For Belbin, the key to working well in a team is to assess how best to combine the particular strength of the self with the specific strengths of others. This cannot be done without acquiring relevant information on colleagues and subordinates, which can be a problem with people who resent personal probing. An independent facilitator or consultant can be useful here, he says.

Wooldridge says you need to recognise team types and that certain people react in the way they do because that is the role they fulfil in the team. Realising this will prevent people getting irritated by each other's behaviour. He suggests using one of the many team assessment tools available, such as those developed by Belbin, to recognise and understand who holds which role.

Tosey says teams should be fit for purpose, rather than necessarily aspiring to imitate the Australian cricket team. They should have a shared understanding of why they exist, what they are aiming to do, what the terms of reference are and how to interpret them, what the outcome will be and how to know when to stop.

For Wooldridge, a set of shared values is vital. "Values can bring a team together even if the individuals have different agendas," he says. And so long as all the members share an understanding of what they want to achieve together, it doesn't matter if they differ in their ideas of how to get there.

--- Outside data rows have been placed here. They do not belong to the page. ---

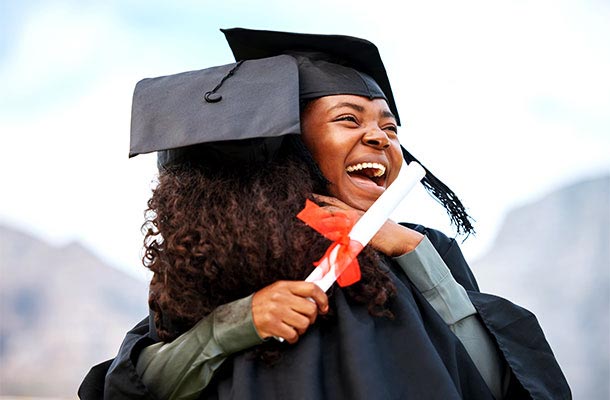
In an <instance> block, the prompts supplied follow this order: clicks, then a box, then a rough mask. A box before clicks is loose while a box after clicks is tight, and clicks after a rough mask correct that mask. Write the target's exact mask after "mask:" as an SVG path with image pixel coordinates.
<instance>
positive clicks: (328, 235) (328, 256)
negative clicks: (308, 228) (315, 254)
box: [297, 200, 364, 287]
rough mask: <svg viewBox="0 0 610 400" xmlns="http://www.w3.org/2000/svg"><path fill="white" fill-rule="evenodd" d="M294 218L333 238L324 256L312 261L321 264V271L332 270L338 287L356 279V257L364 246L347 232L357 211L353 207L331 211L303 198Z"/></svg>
mask: <svg viewBox="0 0 610 400" xmlns="http://www.w3.org/2000/svg"><path fill="white" fill-rule="evenodd" d="M297 218H299V219H300V220H301V221H303V222H305V223H306V224H307V225H308V226H310V227H312V228H313V229H315V230H316V231H317V232H319V233H320V234H322V235H323V236H324V237H325V238H327V239H330V240H332V241H333V244H331V245H330V246H329V247H328V249H327V250H326V253H324V256H322V258H321V259H319V260H318V261H316V262H314V263H313V265H315V266H316V267H318V268H322V272H323V275H326V274H327V273H334V275H335V277H336V278H337V283H339V286H341V287H345V286H349V285H351V284H353V283H356V282H358V281H359V280H360V265H359V264H358V259H357V258H356V257H357V256H358V254H359V253H360V252H361V251H362V249H363V248H364V246H363V245H362V244H361V243H360V242H358V241H356V240H351V239H350V237H349V232H350V231H351V229H352V227H353V226H354V224H355V223H356V221H358V219H359V218H360V215H359V214H358V213H357V212H355V211H345V212H341V213H333V212H331V211H329V210H327V209H325V208H322V207H320V206H318V205H317V204H315V203H314V202H312V201H309V200H306V202H305V208H303V210H301V212H300V213H299V214H297ZM335 249H336V251H335ZM333 252H335V253H336V256H335V257H333Z"/></svg>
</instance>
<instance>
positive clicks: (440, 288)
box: [394, 237, 507, 399]
mask: <svg viewBox="0 0 610 400" xmlns="http://www.w3.org/2000/svg"><path fill="white" fill-rule="evenodd" d="M394 260H395V261H396V262H397V263H398V265H399V266H400V267H401V268H402V270H403V271H404V272H405V273H406V274H407V276H408V277H409V279H410V280H411V282H413V284H414V285H415V287H417V289H418V290H419V291H420V292H421V293H422V295H423V296H424V297H425V298H426V300H428V302H429V303H430V305H431V306H432V307H433V308H434V309H435V310H436V312H437V313H438V314H439V315H440V316H441V318H442V319H443V321H445V323H446V324H447V325H448V326H449V329H451V330H452V331H453V333H454V334H455V335H456V336H457V337H458V339H460V341H461V342H462V344H463V345H464V347H465V348H466V351H468V354H469V355H470V358H471V359H472V361H473V362H474V364H475V365H476V366H477V369H478V370H479V372H480V373H481V376H482V377H483V379H484V380H485V383H487V386H488V387H489V389H490V390H491V392H492V393H493V395H494V397H495V398H496V399H502V398H503V393H504V388H505V383H506V371H507V369H506V368H505V365H506V363H505V362H504V361H503V360H502V358H501V357H500V354H499V350H498V348H497V346H496V344H495V343H494V341H493V339H492V338H491V336H490V335H489V333H488V332H487V330H486V329H485V327H484V326H483V323H482V322H481V321H480V319H479V317H478V315H477V311H476V309H475V308H474V306H473V305H472V302H471V301H470V298H469V297H468V294H467V293H466V290H465V289H464V288H463V287H462V285H460V284H459V283H457V281H456V280H455V279H454V278H453V276H452V275H451V272H450V271H449V268H447V265H445V262H444V261H443V259H442V258H441V256H440V255H439V254H438V252H437V251H436V249H435V248H434V246H433V245H432V243H431V242H430V240H428V238H427V237H424V239H423V240H422V241H421V243H420V244H419V245H418V246H417V247H416V248H415V250H413V251H411V252H409V253H407V254H403V255H402V256H399V257H395V258H394Z"/></svg>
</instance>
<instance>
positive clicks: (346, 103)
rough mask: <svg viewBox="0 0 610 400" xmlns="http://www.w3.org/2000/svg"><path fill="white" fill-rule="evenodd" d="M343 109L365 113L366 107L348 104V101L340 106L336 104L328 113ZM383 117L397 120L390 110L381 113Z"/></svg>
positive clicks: (394, 119) (337, 104)
mask: <svg viewBox="0 0 610 400" xmlns="http://www.w3.org/2000/svg"><path fill="white" fill-rule="evenodd" d="M342 107H348V108H351V109H353V110H356V111H358V112H363V111H364V107H362V106H360V105H358V104H354V103H350V102H347V101H346V102H343V103H339V104H336V105H334V106H332V107H331V108H329V109H328V111H332V110H335V109H337V108H342ZM381 116H382V117H383V118H392V119H394V120H395V119H396V117H395V116H394V114H392V112H391V111H388V110H384V111H382V112H381Z"/></svg>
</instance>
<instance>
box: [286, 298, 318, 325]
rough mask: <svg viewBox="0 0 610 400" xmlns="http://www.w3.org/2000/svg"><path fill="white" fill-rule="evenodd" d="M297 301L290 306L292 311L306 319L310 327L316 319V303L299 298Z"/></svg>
mask: <svg viewBox="0 0 610 400" xmlns="http://www.w3.org/2000/svg"><path fill="white" fill-rule="evenodd" d="M298 299H299V301H298V302H295V304H294V305H292V306H291V307H292V310H293V311H294V312H296V313H298V314H299V315H302V316H304V317H305V318H307V320H308V321H309V324H310V325H311V324H313V323H314V322H316V317H317V316H318V306H317V305H316V303H315V302H314V301H313V300H312V299H311V298H307V299H303V298H300V297H299V298H298Z"/></svg>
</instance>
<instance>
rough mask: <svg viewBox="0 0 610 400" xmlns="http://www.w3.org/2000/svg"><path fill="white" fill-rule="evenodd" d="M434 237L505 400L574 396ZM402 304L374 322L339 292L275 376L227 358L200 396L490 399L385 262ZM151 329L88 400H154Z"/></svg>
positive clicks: (136, 336)
mask: <svg viewBox="0 0 610 400" xmlns="http://www.w3.org/2000/svg"><path fill="white" fill-rule="evenodd" d="M407 226H409V227H410V228H413V229H416V230H418V231H419V232H421V233H424V234H426V235H427V236H428V238H429V240H430V241H431V242H432V244H433V245H434V247H435V248H436V250H437V251H438V253H439V254H440V255H441V257H442V258H443V260H444V261H445V263H446V264H447V266H448V267H449V269H450V270H451V273H452V275H453V276H454V278H455V279H456V281H457V282H458V283H460V284H461V285H462V286H463V287H464V288H465V289H466V291H467V293H468V295H469V297H470V299H471V301H472V303H473V305H474V306H475V308H476V309H477V312H478V315H479V317H480V318H481V320H482V322H483V324H484V325H485V327H486V328H487V329H488V331H489V332H490V334H491V336H492V337H493V338H494V339H495V341H496V343H497V345H498V348H499V350H500V352H501V354H502V355H503V357H504V358H505V360H506V362H507V365H508V367H509V369H510V382H509V386H508V391H507V393H506V398H507V399H528V398H531V399H570V398H571V394H570V389H569V387H568V384H567V382H566V380H565V377H564V376H563V374H562V372H561V369H560V368H559V365H558V364H557V361H556V360H555V357H554V355H553V353H552V351H551V349H550V346H549V345H548V343H547V342H546V339H545V337H544V334H543V332H542V330H541V328H540V326H539V324H538V322H537V320H536V318H535V316H534V315H533V314H532V313H530V312H529V311H527V310H525V309H523V308H521V307H519V306H516V305H515V304H513V303H511V302H509V301H507V300H505V299H502V298H499V297H496V296H492V295H488V294H484V293H480V292H479V288H478V286H477V283H476V280H475V278H474V276H473V274H472V272H471V271H470V268H469V267H468V265H467V263H466V261H465V260H464V258H463V256H462V253H461V251H460V249H459V246H458V245H457V243H456V242H455V240H453V239H449V238H447V237H446V236H445V235H444V234H442V233H440V232H438V231H435V230H431V229H426V228H424V227H421V226H414V225H407ZM384 263H385V264H386V267H387V269H388V271H389V276H390V277H391V279H392V280H393V282H394V284H395V286H396V288H397V294H396V298H395V299H394V300H393V302H392V306H391V311H392V312H393V313H394V318H393V319H388V318H379V317H371V316H370V315H369V314H368V310H367V308H366V305H361V304H354V303H353V302H351V301H350V300H349V299H347V298H346V297H345V296H344V295H343V292H342V291H341V290H340V289H339V290H336V291H335V293H334V304H335V317H334V318H332V319H329V320H324V319H319V320H318V321H317V322H316V324H314V325H312V326H311V327H310V328H309V329H308V331H307V333H306V334H305V335H303V336H302V337H301V338H300V340H299V342H298V344H296V345H294V346H289V345H286V348H285V349H284V350H283V351H282V358H281V359H280V361H279V362H278V363H277V364H275V365H273V366H269V365H267V364H265V363H264V362H262V361H260V360H258V359H255V358H253V357H252V356H251V354H250V353H249V352H248V351H243V352H239V353H237V354H235V355H233V356H232V357H230V358H229V359H228V360H227V361H226V362H225V365H224V366H223V367H222V368H221V370H220V371H219V372H218V373H217V374H216V376H215V378H214V379H213V380H212V382H211V383H210V384H209V385H208V387H207V388H206V390H205V391H204V392H203V393H202V396H201V398H209V399H260V398H277V399H460V398H463V399H493V396H492V394H491V392H490V391H489V389H488V388H487V386H486V385H485V382H484V381H483V379H482V378H481V376H480V374H479V373H478V371H477V369H476V367H475V365H474V364H473V362H472V360H471V359H470V357H469V356H468V353H467V352H466V350H465V348H464V347H463V345H462V344H461V342H460V341H459V340H458V338H457V337H456V336H455V335H454V334H453V333H452V332H451V330H450V329H449V328H448V327H447V325H446V324H445V323H444V321H443V320H442V319H441V318H440V316H439V315H438V314H437V313H436V311H435V310H434V309H433V308H432V307H431V306H430V304H429V303H428V302H427V301H426V299H425V298H424V297H423V296H422V295H421V293H419V291H418V290H417V289H416V288H415V287H414V286H413V284H412V283H411V282H410V281H409V279H408V278H407V277H406V275H405V274H404V273H403V272H402V270H401V269H400V268H399V267H397V266H396V265H395V264H394V263H393V262H392V261H391V260H389V259H386V260H384ZM149 321H151V319H150V318H149V319H145V320H143V321H142V322H141V323H140V324H138V325H137V326H136V327H135V328H134V329H132V330H131V331H130V332H128V334H127V336H126V337H125V340H124V341H123V344H122V345H121V348H120V350H119V354H118V355H117V357H116V358H115V359H113V360H109V361H107V362H105V363H102V364H100V365H97V366H95V367H93V368H92V370H91V371H90V372H89V374H88V375H87V377H86V378H85V380H84V381H83V384H82V385H81V387H80V389H79V396H80V397H81V398H82V399H86V400H89V399H102V398H105V399H154V398H155V396H154V395H153V394H152V393H149V392H148V390H147V388H146V387H145V386H144V384H143V383H142V382H141V380H140V377H139V376H138V374H137V373H136V369H135V363H136V361H137V356H138V354H139V352H140V350H141V349H142V348H143V347H145V346H147V345H149V344H152V343H154V342H156V341H158V340H159V339H158V337H156V334H155V332H154V326H153V325H152V324H151V323H150V322H149Z"/></svg>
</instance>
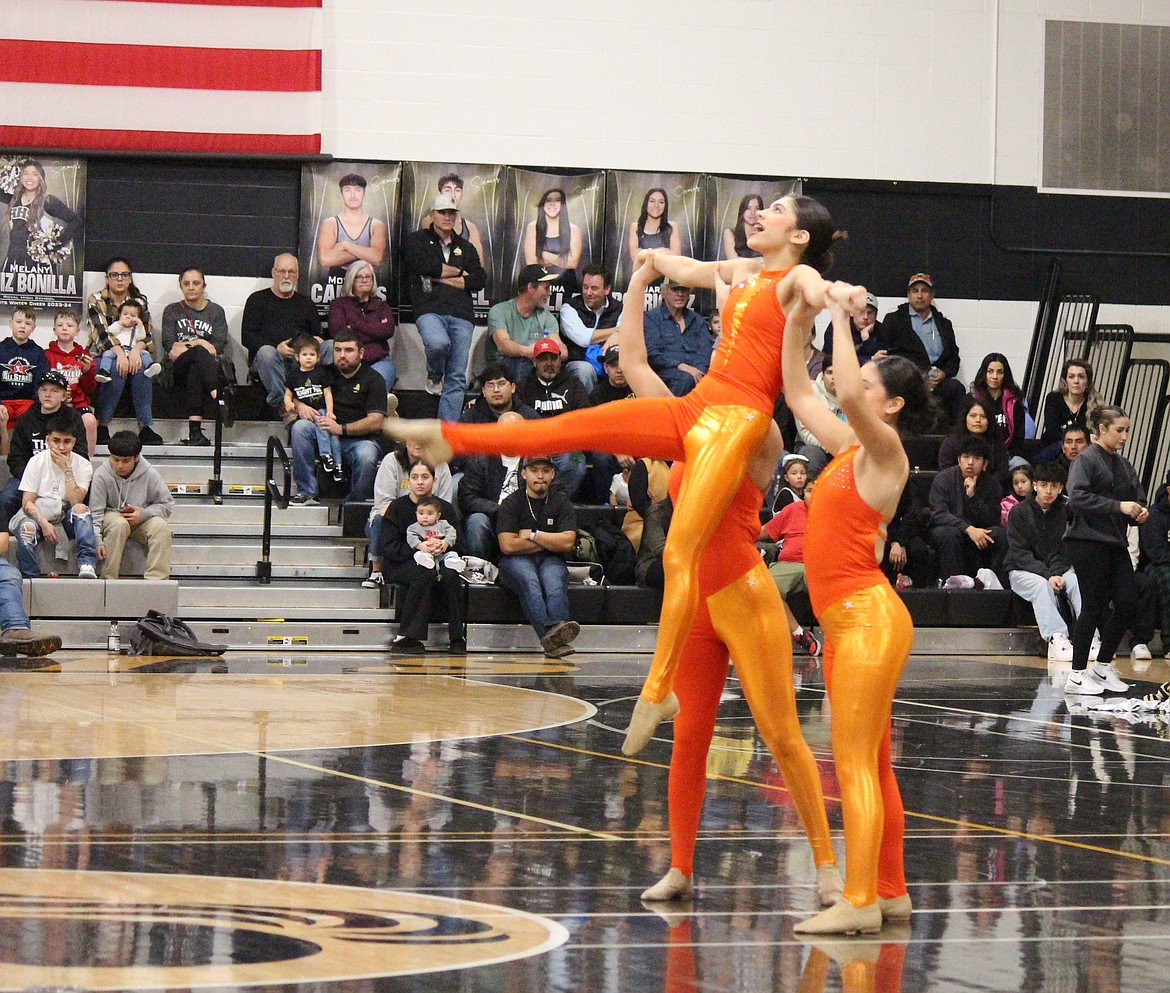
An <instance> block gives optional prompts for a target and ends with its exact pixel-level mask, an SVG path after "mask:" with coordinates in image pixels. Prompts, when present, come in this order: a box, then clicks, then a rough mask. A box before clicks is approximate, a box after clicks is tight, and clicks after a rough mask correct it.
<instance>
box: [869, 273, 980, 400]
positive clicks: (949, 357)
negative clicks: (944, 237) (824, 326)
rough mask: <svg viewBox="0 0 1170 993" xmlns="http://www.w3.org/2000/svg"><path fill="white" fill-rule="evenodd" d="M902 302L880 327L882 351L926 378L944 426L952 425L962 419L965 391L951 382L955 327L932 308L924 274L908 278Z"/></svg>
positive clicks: (933, 299) (941, 314)
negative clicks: (911, 362)
mask: <svg viewBox="0 0 1170 993" xmlns="http://www.w3.org/2000/svg"><path fill="white" fill-rule="evenodd" d="M906 298H907V302H906V303H903V304H902V305H901V306H900V308H897V310H894V311H892V312H890V313H887V315H886V317H885V319H883V320H882V323H881V324H882V335H883V337H885V340H886V350H887V351H888V352H889V354H892V356H903V357H904V358H908V359H909V360H910V361H913V363H914V364H915V365H916V366H918V368H921V370H922V371H923V372H924V373H925V374H927V378H928V379H929V380H930V386H931V388H932V389H934V392H935V395H936V396H937V398H938V402H940V404H941V405H942V407H943V411H944V413H945V415H947V420H948V422H949V423H955V421H956V419H957V418H959V416H962V415H963V406H964V404H963V398H964V396H965V395H966V387H965V386H963V384H962V382H959V381H958V380H957V379H955V377H956V375H958V364H959V354H958V343H957V342H956V340H955V326H954V325H952V324H951V323H950V320H948V319H947V318H945V317H943V315H942V311H940V310H938V309H937V308H936V306H935V305H934V299H935V282H934V280H931V278H930V275H929V274H928V273H915V274H914V275H913V276H910V281H909V283H908V285H907V289H906Z"/></svg>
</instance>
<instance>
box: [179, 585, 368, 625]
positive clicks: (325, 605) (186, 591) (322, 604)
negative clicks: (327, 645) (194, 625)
mask: <svg viewBox="0 0 1170 993" xmlns="http://www.w3.org/2000/svg"><path fill="white" fill-rule="evenodd" d="M378 600H379V594H378V591H377V589H366V588H364V587H362V586H310V585H309V584H297V585H289V586H276V585H268V586H260V585H259V584H257V585H249V584H238V585H232V586H223V585H209V584H208V585H193V584H190V582H184V584H181V585H180V586H179V607H180V609H183V611H190V609H200V611H213V609H236V608H239V607H247V608H249V609H255V611H260V612H262V614H263V616H273V615H290V614H291V615H292V616H297V618H300V616H302V615H303V614H304V613H305V612H308V611H322V609H328V611H330V612H333V613H344V612H346V611H360V609H378Z"/></svg>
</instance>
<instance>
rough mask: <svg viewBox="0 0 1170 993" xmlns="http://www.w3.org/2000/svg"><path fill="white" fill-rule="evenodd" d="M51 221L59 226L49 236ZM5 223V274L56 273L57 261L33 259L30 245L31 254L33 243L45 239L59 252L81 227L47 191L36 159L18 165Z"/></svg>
mask: <svg viewBox="0 0 1170 993" xmlns="http://www.w3.org/2000/svg"><path fill="white" fill-rule="evenodd" d="M54 221H55V222H56V223H59V225H60V226H61V232H59V233H57V235H56V236H53V229H54V227H55V223H54ZM8 223H9V228H11V229H9V232H8V257H7V258H6V260H5V271H6V273H18V271H19V273H56V271H57V263H56V262H55V261H53V260H51V258H44V260H37V258H35V257H34V255H33V254H30V251H29V249H30V247H32V249H33V251H34V253H35V251H37V248H36V244H37V242H39V241H42V240H46V239H47V240H48V241H49V242H51V243H53V244H54V246H56V247H57V250H59V251H61V250H63V249H64V247H66V246H69V244H73V241H74V239H76V237H77V236H78V235H80V234H81V232H82V226H83V225H82V219H81V216H78V214H76V213H75V212H74V211H71V209H69V207H67V206H66V204H64V202H63V201H62V200H61V199H60V198H57V196H53V195H51V194H50V193H49V191H48V188H47V184H46V177H44V166H43V165H42V164H41V163H40V161H39V160H37V159H26V160H25V161H23V163H22V164H21V167H20V179H19V181H18V185H16V188H15V189H14V191H13V194H12V199H11V200H9V201H8Z"/></svg>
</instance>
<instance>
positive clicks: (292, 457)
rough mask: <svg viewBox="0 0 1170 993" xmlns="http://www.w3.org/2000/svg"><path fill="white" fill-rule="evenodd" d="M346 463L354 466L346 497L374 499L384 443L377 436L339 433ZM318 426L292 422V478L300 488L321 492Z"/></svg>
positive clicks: (300, 489) (301, 492) (348, 498)
mask: <svg viewBox="0 0 1170 993" xmlns="http://www.w3.org/2000/svg"><path fill="white" fill-rule="evenodd" d="M337 441H338V442H339V444H340V448H342V454H340V461H342V466H344V467H345V468H346V469H349V470H350V491H349V494H347V495H346V497H345V499H346V501H357V499H373V477H374V476H376V475H378V463H379V462H380V461H381V446H380V444H378V442H377V441H376V440H374V439H373V437H339V439H337ZM316 461H317V426H316V425H315V423H314V422H312V421H307V420H304V419H298V420H296V421H294V422H292V480H294V482H295V483H296V489H297V492H300V494H304V495H305V496H316V495H317V469H316Z"/></svg>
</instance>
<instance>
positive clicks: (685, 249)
mask: <svg viewBox="0 0 1170 993" xmlns="http://www.w3.org/2000/svg"><path fill="white" fill-rule="evenodd" d="M706 194H707V188H706V184H704V182H703V177H702V175H701V174H700V173H676V172H672V173H665V172H620V171H615V170H610V171H608V172H607V173H606V180H605V221H606V225H605V261H606V264H608V266H611V267H612V268H613V289H614V291H615V294H617V295H618V296H620V295H621V294H622V292H624V291H625V289H626V285H627V284H628V282H629V274H631V273H632V271H633V260H634V256H635V255H636V254H638V251H639V250H640V249H642V248H666V249H669V250H672V251H674V253H675V254H676V255H689V256H691V257H695V258H706V257H707V256H706V244H704V242H703V234H704V230H706V226H707V225H706V207H704V205H706V199H707V196H706ZM659 302H660V296H659V289H658V287H652V288H651V291H649V292H648V294H647V295H646V306H647V309H653V308H655V306H658V304H659Z"/></svg>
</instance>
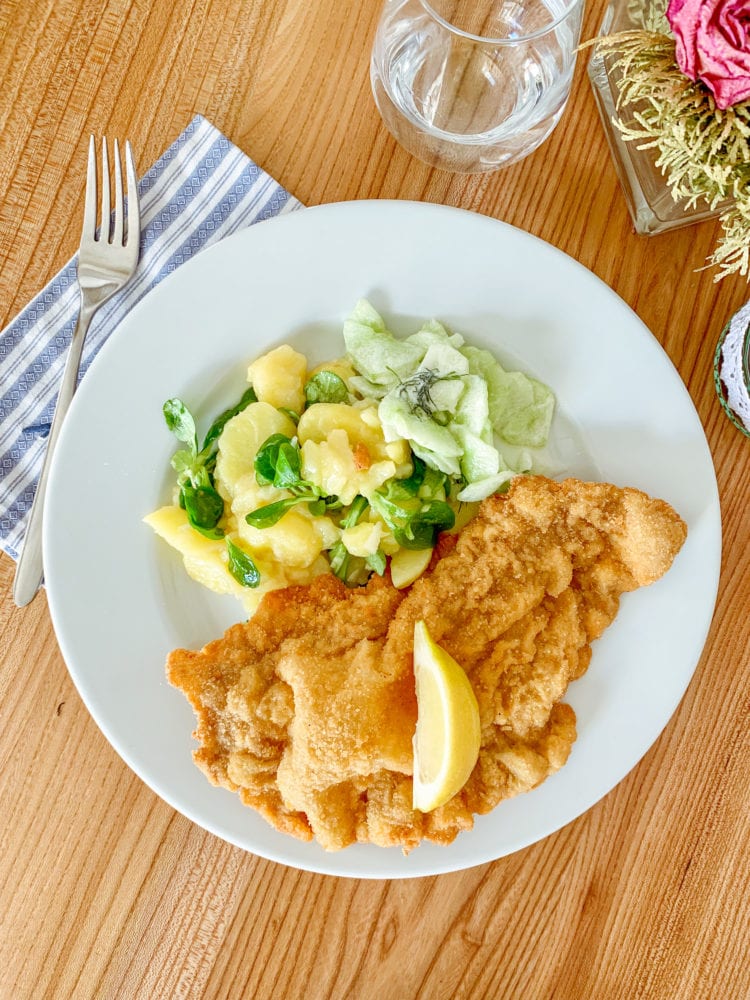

But Tosey says you should not focus on the task to the exclusion of everything else. You need to think about the team's welfare and emotional wellbeing, as well as how it will work. You therefore need to take care at the beginning to develop the team and build a sense of shared identity and ownership, rather than expecting it to hit the ground running.

Bruce Tuckman, an educational psychologist who developed a model of different stages of group development in the 1960s, said groups first go through "forming" (getting together and getting to know each other); "storming" (allowing conflicts to surface and be addressed constructively); "norming" (developing shared rules and expectations); and "performing" (achieving the task).

Tosey says a team is unlikely to perform effectively if you neglect the earlier stages.

Wooldridge adds that teams need to work in an organised way and have a strategic plan, a set of deadlines - and a leader.

"A team without a leader will cease to be a team," he says. But teams also need to involve fun. "In my experience, a good team uses laughter to bind itself. You have to find time and space to enjoy each other's company in whatever way is appropriate."

Some are never going to enjoy the company of others, however, and you may have to accept this and find ways around it. Belbin says it is always possible to consult experts on an individual basis. "One must accept the fact that some individuals are unsuited to teamwork. It is better that they do not attempt to do anything against their nature."